Illustration by Olivia Abeyta

ARTica Studios offers mini-courses for students to make various ceramic pieces. Students can make anything from practical tableware to conceptual pieces.

From making a fish-shaped bowl to sculpting more than 10 menoras, former Northwestern Transportation Library assistant Joe Ellison has created a variety of ceramic works at ARTica Studios in the underground of Norris University Center over the past 20 years.

ARTica is an art studio in Norris that offers a range of pottery courses and ceramics firing services. While the studio primarily serves NU students and staff, it is also open to the Evanston community.

Ellison said he found the studio through a notice about mini-courses and tried the course. Although he didn’t get any successful pieces on the first try, he persisted and improved over time. He said the studio was one of the best kept secrets on the NU campus.

“It’s a way to get out of my head and just have the time to just see what I can do with clay,” said Ellison. “There is always something new to learn.”

One reason ARTica is so unique is that NU gave studio technician Rachel “Ranch” Ward the freedom to improve the pottery program.

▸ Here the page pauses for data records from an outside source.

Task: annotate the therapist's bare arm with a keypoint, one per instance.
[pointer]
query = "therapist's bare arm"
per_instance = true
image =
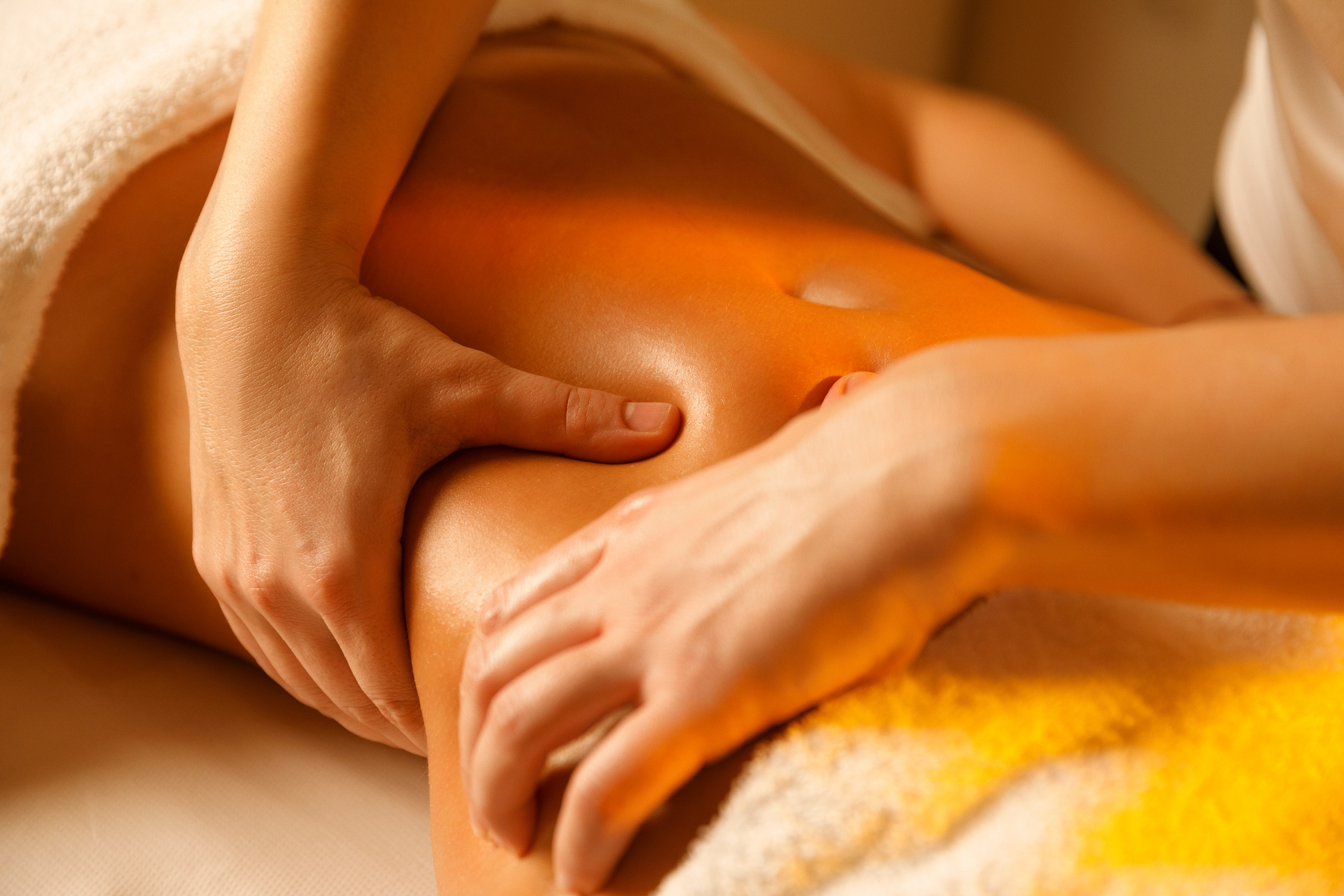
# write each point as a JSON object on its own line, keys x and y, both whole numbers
{"x": 315, "y": 406}
{"x": 1199, "y": 464}
{"x": 1009, "y": 189}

Ward began teaching pottery classes at the age of 16 and later attended the School of the Art Institute of Chicago. They said they fell in love with studio management and enjoy working at ARTica.

At the NU, Ward takes the lead in everything from refreshing the studio aesthetic to creating a more conceptual curriculum. That level of freedom is rare, said Ward.

“I’ve never felt so valued and looked up like this, and that’s one of my favorite things (about ARTica),” said Ward.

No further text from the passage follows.